Nuclear - Price Chart
Uranium spot and contract prices rose for the first time in years.(Supplied: Cameco)

“Because we have seen the price of uranium increase, companies whose projects have been mothballed … are now almost at the point where they can make decisions to bring projects back into service,” she said. .

“I think that’s a good thing for states, a good thing for industry, and it’s necessary if we’re going to see reliable, clean energy globally.”

While nuclear power is characterized by giant plants that can produce up to 12 gigawatts at a time – enough to meet a third of demand in the national electricity market – Ms Constable said the industry was changing.

She said significant work was underway to develop so-called small modular reactors that could replace coal-fired power plants and even power remote towns and mining sites.

It’s a view shared by Mr Young, who until this year ran the WA Vimy uranium mining hope.

He thinks small reactors are likely to have a much brighter future than the mega-power plants of the past, saying modular versions would be cheaper and easier to build and install.

And he suggested that modular power plants could help engender a more nuclear-friendly view in Australia, which differs from many developed countries by not having nuclear power.

Mr Young said public hostility to nuclear appeared to be easing, pointing to the Morrison government’s decision to buy nuclear-powered submarines and Labor’s support for the proposal as evidence.

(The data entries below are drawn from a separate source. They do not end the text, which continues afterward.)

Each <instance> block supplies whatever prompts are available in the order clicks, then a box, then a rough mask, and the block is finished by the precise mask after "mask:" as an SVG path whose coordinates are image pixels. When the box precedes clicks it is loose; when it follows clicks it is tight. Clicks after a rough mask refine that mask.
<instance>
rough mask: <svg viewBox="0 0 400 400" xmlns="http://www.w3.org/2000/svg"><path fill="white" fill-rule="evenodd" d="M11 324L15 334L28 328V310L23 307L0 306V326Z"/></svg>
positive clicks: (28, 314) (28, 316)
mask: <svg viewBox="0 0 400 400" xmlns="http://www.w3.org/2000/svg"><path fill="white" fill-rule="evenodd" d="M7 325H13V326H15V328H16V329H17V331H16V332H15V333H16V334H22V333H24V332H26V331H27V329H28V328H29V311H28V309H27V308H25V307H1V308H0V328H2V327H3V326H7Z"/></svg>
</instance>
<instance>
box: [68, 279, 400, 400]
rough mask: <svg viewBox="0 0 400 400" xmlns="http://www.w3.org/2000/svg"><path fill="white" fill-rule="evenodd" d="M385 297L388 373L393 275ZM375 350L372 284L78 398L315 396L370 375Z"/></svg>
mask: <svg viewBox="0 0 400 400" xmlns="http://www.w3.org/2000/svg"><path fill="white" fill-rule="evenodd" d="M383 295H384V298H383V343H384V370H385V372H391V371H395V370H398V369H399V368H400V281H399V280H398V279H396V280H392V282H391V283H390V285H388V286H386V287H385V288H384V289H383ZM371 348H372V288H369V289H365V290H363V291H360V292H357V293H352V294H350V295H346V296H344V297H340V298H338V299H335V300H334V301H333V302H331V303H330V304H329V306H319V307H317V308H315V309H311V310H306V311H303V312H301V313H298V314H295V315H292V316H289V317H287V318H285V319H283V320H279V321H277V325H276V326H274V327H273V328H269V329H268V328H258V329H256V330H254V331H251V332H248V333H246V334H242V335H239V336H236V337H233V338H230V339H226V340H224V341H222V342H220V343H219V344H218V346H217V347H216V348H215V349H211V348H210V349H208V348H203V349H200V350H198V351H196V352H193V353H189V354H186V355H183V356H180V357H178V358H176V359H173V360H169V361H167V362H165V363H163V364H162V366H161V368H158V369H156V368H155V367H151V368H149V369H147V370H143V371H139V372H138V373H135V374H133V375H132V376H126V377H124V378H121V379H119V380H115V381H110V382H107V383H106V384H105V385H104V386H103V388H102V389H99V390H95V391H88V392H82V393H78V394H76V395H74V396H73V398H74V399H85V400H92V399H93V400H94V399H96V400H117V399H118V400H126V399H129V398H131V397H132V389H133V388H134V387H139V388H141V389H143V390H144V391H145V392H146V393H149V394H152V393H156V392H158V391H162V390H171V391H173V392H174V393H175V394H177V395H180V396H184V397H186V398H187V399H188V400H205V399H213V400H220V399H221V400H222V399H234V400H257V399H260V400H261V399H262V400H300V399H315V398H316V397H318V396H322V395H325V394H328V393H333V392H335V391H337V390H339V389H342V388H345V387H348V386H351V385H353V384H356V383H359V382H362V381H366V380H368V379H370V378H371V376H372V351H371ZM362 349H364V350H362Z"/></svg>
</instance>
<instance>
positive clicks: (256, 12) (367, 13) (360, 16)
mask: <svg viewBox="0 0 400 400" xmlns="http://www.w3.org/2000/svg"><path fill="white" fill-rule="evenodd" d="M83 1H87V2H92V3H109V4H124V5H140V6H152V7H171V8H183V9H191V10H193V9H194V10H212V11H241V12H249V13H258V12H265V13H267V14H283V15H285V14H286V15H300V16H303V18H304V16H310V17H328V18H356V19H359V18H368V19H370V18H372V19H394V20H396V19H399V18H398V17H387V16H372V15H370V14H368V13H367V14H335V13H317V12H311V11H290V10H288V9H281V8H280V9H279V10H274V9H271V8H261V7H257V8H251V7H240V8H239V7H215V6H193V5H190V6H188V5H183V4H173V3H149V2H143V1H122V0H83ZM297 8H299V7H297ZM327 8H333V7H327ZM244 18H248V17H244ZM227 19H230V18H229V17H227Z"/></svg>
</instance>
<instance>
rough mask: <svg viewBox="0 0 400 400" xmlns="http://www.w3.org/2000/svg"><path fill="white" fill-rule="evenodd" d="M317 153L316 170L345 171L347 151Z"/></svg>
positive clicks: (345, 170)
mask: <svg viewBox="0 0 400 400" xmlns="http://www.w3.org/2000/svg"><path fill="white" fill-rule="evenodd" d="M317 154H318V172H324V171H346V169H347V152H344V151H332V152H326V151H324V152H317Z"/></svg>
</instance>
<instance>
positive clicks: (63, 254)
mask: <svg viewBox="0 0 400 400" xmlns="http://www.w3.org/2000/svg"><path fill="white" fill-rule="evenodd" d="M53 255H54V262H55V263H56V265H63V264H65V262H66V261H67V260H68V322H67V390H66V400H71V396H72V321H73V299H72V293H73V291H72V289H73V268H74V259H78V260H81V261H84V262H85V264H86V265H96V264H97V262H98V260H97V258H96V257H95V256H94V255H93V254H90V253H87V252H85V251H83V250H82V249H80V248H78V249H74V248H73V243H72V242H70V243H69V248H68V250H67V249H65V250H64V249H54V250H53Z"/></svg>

Naval personnel stand atop a US Navy submarine sitting in a harbor
Australia has agreed to buy nuclear-powered submarines from the United States or the United Kingdom.(AP: US Navy/File)

“The problem is that building big reactors in a country like Australia just won’t happen,” he said.

“But what’s happening is the development of small modular reactors.

“And if you do it where the coal plants are, you already have all your (poles and wires) and you don’t have to build a whole new transmission system.”

Future ‘renewable, not nuclear’

Mr. Buckley remains unconvinced by the arguments in favor of small nuclear reactors.

He said the technology has yet to be proven at a pilot stage let alone at a commercial level.

Mr Buckley said the costs of renewables would continue to fall, making other options, including nuclear power, unviable.

“It’s not a single operational plant in the world, and chances are there won’t even be a small-scale nuclear demonstration plant this decade,” Buckley said.

Faced with claims that nuclear was needed to replace baseload coal and gas generation, Mr Buckley was equally blunt.

He said a combination of technologies and strategies would support the network’s move to net zero.

APA SOLAR FARM
The costs of solar panels have fallen over the past decade, accelerating their adoption.(Provided: APA Group)

These included more high-voltage poles and cables to accommodate ever-increasing amounts of renewable energy, storage services such as batteries and “hydraulic pumped” systems, and a well-designed electric vehicle policy.

He acknowledged that peaking gas-fired power plants would also be needed for some time to come.

However, he argued that nuclear would not be necessary.

“If we use the imagination, if we use the engineers, if we use the network, if we use technology, if we use artificial intelligence, the reality is that the network will be much more resilient in 10 years than it is today,” he said. noted.

“I’m not saying the system can work tomorrow at 100% renewable but…it has to be ready for it because it happens whether you like it or not.”